ChemDraw Display
2/5/01

ChemDraw display is a new feature in ChemFinder 7 which permits the user to view desktop-quality images of their structures in ChemFinder, in forms though (not currently) in tables.  Moreover, all the graphical do-dads and flourishes of their original drawing are retained, even though these features are stripped, and the molecules normalized, when used by ChemFinder in searching (Figure 1).  Although we have had user demand for this feature, it presents serious danger, for the user does not see the version ChemFinder actually searches, and this could differ from expectation.

This feature is implemented by storing the original ChemDraw structure, as CDX, in the database alongside the interpreted ChemFinder version.  In the case of older databases lacking this field, or newly added structures that do not emanate from ChemDraw, the CDX is synthesized from the ChemFinder version.

To see ChemDraw-style display, go to the Box Properties dialog for the form box.  Under "Box Style", where there used to be only "Structure", there are now two choices, "ChemFinder style" and "ChemDraw style".

Hit highlight coloring should be evident in the ChemDraw style, but elements are not colored.

Testing Suggestions

Add an additional structure box to the forms you work with, and configure it with the ChemDraw-style display style.  Operate as you normally would on the database, using the ChemDraw-style box, while keeping an eye on the ChemFinder-style box.

Pitfalls

Various graphical and textual flourishes in ChemDraw do not have any meaning to ChemFinder.  Viewing the ChemDraw version may mislead the user into thinking ChemFinder has "understood" these features.  Examples are:

A minor shortcoming of the ChemDraw style is that reaction layouts are not recomputed as the box is resized when the CDX structure is actually stored, as opposed to synthesized on the fly.  (There is no easy way to tell if the image is stored or synthesized.)

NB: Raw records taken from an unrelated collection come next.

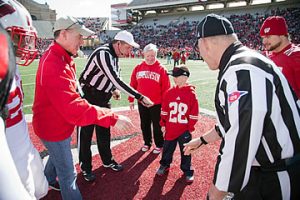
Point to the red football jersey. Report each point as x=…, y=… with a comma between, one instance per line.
x=179, y=111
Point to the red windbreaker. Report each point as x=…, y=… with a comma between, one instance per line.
x=289, y=60
x=150, y=80
x=179, y=111
x=57, y=107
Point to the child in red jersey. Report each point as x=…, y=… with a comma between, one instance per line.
x=179, y=114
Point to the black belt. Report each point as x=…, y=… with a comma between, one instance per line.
x=280, y=165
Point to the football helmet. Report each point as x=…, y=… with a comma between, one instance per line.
x=7, y=69
x=17, y=21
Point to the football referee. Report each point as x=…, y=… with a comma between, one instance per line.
x=258, y=120
x=100, y=80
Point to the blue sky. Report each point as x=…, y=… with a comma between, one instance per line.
x=82, y=8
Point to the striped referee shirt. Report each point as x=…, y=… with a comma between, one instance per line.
x=258, y=116
x=102, y=72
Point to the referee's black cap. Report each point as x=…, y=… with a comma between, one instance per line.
x=181, y=70
x=213, y=25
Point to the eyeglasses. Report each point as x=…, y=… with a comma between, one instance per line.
x=78, y=21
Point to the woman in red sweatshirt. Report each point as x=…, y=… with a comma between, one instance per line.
x=150, y=79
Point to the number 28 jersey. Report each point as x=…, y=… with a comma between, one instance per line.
x=179, y=111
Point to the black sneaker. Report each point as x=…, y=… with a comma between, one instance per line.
x=162, y=170
x=54, y=186
x=88, y=176
x=114, y=166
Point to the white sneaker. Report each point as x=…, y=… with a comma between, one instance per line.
x=156, y=150
x=145, y=148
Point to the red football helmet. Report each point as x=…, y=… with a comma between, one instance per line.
x=17, y=21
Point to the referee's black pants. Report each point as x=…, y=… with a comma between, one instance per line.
x=150, y=116
x=103, y=135
x=272, y=185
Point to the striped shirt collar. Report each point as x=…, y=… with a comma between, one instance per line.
x=230, y=51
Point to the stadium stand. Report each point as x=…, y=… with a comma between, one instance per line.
x=175, y=30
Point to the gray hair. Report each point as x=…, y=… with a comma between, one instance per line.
x=150, y=47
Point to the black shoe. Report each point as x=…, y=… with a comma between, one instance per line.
x=114, y=166
x=162, y=170
x=54, y=186
x=88, y=176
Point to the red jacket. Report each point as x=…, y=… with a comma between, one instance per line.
x=57, y=107
x=179, y=111
x=289, y=60
x=150, y=80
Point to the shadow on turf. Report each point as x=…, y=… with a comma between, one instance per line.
x=110, y=184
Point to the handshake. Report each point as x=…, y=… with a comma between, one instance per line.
x=145, y=101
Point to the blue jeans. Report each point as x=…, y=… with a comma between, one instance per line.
x=60, y=165
x=168, y=151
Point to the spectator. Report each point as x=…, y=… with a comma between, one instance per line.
x=176, y=57
x=58, y=108
x=100, y=80
x=258, y=120
x=169, y=56
x=179, y=115
x=150, y=78
x=183, y=57
x=286, y=55
x=17, y=21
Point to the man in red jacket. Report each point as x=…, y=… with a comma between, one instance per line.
x=281, y=50
x=58, y=108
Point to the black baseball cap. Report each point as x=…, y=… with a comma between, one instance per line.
x=213, y=25
x=179, y=71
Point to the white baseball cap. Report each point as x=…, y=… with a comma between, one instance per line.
x=126, y=37
x=68, y=22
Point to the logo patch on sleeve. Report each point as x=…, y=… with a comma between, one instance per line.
x=235, y=96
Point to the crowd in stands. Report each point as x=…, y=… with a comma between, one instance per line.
x=95, y=24
x=181, y=36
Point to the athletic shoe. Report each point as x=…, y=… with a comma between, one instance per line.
x=54, y=186
x=145, y=148
x=156, y=150
x=114, y=166
x=162, y=170
x=88, y=176
x=189, y=179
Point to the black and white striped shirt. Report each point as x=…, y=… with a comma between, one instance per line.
x=258, y=115
x=102, y=72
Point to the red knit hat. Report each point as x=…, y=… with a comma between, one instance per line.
x=274, y=25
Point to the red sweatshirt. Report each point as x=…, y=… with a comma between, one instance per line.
x=289, y=60
x=57, y=107
x=179, y=111
x=150, y=80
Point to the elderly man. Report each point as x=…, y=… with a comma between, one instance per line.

Figure 1.  A structure imported from ChemDraw displayed in ChemFinder style (left) and the original ChemDraw style (right).

 

Technical

The remaining notes are a more technical description of the feature.

Why CDX?

CDX is a natural choice to store the original pictorial information because most of the pictures are received in that format, it is a rich graphical language for chemistry, and it is already our main interchange format.

Architecture

Hitherto, the database "Structure" field has been a mock-up.  Along with the molecular weight and molecular formula fields, it is conjured up by ChemFinder without any correspondence to a real database field.  (The Mol_ID field does have an actual database correspondent; the MF and MW fields do not.)  This Structure field drew data not from the RDB, but from a MST server.  The simplest way to store CDX structural representations is to introduce an actual "Structure" field in the RDB, and stick them there.  Now when a database is opened, the Structure field will be bound to this real field if it exists.  Data exchange of structures becomes two-pronged:  as before, the ccMolecule portion is transmitted to/from the MST driver, and  now additionally the CDX part will be transmitted to/from the RDB.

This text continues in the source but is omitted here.